Водята спустилась в погреб и там Игнат увидел Аксинью. Она сидела, одетая в простое белое платье и ткала на станке полотно.
– Отпусти меня, – сказала Аксинья, изнемогая от усталости и протягивая слабую руку свою к Водяте.
Игнат пристально всматривался в зеркало. Лицо кикиморы сделалось сухим и заострилось, шея неестественно вытянулась. Она хлестнула Аксинью по щеке и велела продолжать работу. Игнату почудилось, будто вместо пальцев у нее когти.
– Убью! – воскликнул он и выскочил из избы.
Не помня себя от гнева, добежал Игнат до своего дома, рванул дверь, вскочил в горницу. Внутри стояла мертвая тишина. Посреди горницы на лавке показалась сидящей Аксинья, голова ее была покрыта белым платком, ниспадающим до земли. Хоть бы пошевелила одним пальцем. Глаза вперились во что-то, видимое ей одной, рот сжат. У Игната душа ушла в пятки от страшной картины.
– Аксинья! – крикнул Игнат и протянул к ней руку. Глядь, тянутся из-за него сотни костлявых рук, а сзади шуршит кто-то крыльями. Глядя во все глаза, и не веря им, на живую Аксинью, он сдернул с нее платок. Все стихло, но тут же послышался страшный крик, от которого все внутри у травника похолодело, и почудилось ему, что вместо Аксиньи сидит на лавке Водята.
– Спаси меня, Игнат, – проговорила Водята тоненьким звенящим голоском.
По вдруг стенам застучало, ставни стали биться словно от ветра, в трубе зловеще загудело. Показался давешний старик с зеркалом. Он вложил Игнату топор в руку и проговорил, тем же самым неземным голосом:
– Убей ведьму!
Водята хотела вырвать у него топор из рук, выпустила железные когти, впилась ими в Игната. Искры сыпались у нее изо рта, пена показалась на губах, вместо черных волос на голове извивались гадюки, змеиный раздвоенный язык шевелился во рту. Игнат от страха отступил назад.

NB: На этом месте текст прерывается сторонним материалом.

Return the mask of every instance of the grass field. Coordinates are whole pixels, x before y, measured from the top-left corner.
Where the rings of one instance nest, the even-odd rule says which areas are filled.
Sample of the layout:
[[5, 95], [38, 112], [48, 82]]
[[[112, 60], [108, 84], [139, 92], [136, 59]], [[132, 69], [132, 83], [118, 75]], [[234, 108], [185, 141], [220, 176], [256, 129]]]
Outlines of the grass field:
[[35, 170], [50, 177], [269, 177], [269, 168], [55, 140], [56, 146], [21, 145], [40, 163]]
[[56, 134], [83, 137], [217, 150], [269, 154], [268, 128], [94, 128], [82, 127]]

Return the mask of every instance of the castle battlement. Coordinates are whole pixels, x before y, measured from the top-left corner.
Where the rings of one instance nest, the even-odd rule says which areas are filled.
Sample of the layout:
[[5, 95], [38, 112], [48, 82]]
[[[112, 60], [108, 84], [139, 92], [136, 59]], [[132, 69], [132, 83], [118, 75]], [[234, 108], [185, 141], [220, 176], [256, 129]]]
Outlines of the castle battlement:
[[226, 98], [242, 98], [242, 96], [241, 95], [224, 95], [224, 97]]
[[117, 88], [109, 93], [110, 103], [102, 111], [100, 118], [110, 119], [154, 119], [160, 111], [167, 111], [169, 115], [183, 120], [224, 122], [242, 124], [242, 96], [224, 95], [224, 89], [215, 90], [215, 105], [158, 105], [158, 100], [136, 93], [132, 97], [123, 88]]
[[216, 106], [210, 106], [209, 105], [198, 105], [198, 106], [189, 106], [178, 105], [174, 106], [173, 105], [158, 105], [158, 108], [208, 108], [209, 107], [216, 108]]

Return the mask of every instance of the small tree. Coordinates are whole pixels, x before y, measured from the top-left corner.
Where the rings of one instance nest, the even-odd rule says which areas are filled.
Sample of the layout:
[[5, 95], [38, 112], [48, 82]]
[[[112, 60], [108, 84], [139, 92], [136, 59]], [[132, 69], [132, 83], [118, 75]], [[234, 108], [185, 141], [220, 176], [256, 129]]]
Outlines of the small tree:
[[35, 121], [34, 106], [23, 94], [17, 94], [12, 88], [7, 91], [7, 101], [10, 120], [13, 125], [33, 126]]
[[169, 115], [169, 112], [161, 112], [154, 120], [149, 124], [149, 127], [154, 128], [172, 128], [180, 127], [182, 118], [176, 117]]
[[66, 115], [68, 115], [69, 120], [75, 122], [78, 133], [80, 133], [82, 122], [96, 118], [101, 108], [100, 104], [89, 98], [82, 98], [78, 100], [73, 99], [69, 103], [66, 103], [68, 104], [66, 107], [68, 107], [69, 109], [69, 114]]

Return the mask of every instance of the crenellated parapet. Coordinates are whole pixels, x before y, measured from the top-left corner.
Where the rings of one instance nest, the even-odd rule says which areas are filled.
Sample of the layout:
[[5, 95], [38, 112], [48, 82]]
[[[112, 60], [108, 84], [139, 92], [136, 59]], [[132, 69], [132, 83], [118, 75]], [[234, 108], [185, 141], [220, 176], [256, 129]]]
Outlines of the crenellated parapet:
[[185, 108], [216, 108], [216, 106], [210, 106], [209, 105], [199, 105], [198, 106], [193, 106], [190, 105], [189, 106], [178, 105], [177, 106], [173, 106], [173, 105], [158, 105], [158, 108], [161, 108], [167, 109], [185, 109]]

– Руби! – вопил старик подталкивая Игната к той, за которую он еще сегодня утром готов был жизнь отдать.
Игнат и рад был рубануть и покончить раз и навсегда с бесовским отродьем, но силы его оставили. Сами бесы ему то не позволили. Не для того они натравили его на Водяту, чтобы он убил ее. Не в том состоял их чудовищный коварный план. А вот в чем.
Хотели они доказать прежде всего самой Водяте, что Игнат – не пара ей, что он сошел с ума и решил ее убить, и подстроили так, что Водята обороняя жизнь свою и нерожденного ребенка, сама убила бы Игната, воспользовалась колдовскими чарами.
Так и получилось.
Прибежавшие на шум люди нашли на полу мертвого травника, в дальней комнате отыскали Афимью, забившуюся туда от страха, но как не расспрашивали ее о том, что произошло, так и не дознались. Девочка словно онемела.
Водяты и след простыл. Никто ее с тех пор не видал. Вернулась она к отцу своему и зажила жизнью, какой подобает вести кикиморе. Дочка у нее родилась, назвали ее...
Она не успела договорить.
– Федосьей, – подсказал ей Гридя.
Федосья кивнула головой и рассмеялась. Смех у нее был тоненький, словно серебряный колокольчик звенел, такой же в точности, как у Водяты, речной царевны, ее матери.
– Ну, Гридя, ты как хочешь, а я с тобой в Ирей пойду, – промолвила она, вдоволь насмеявшись. – Не могу одного тебя отпустить.
– Что ты, тетка Федосья, как же ты со мной пойдешь. Аггеев ни за что не разрешит! Да стоит мне рот открыть, как он... Ты же баба, а бабам в походе не место! Лучше ты матушке моей весточку про меня передай. Что видала меня, я, мол, жив-здоров, и все со мною хорошо теперь будет.
– Одно другому не мешает. Я и весточку Афимье передам, и за тобой пригляжу. А ты, Гридя, не рассуждай: баба или не баба. Такую бабу как я любой захочет у себя в дружине иметь. Аль ты забыл про баню? Видал, на что я способна?! С шестерыми справилась и с шестьюдестью справлюсь!
– Что ж, хоть бы и справилась, но ведь не согласится начальник...
– Не согласиться! Будто кто его спрашивать будет! Еще чего! Слышишь! Ты ему ничего не говори, хотя бы он тебя каленым железом пытал. Понял?
Тут Гридя наш заметил, что ведьму не переубедить, сколько он не пытался, и закрыл в одно мгновение рот, решив, не без причины, что толку препираться нет.
Пусть делает что хочет! – рассудил он про себя.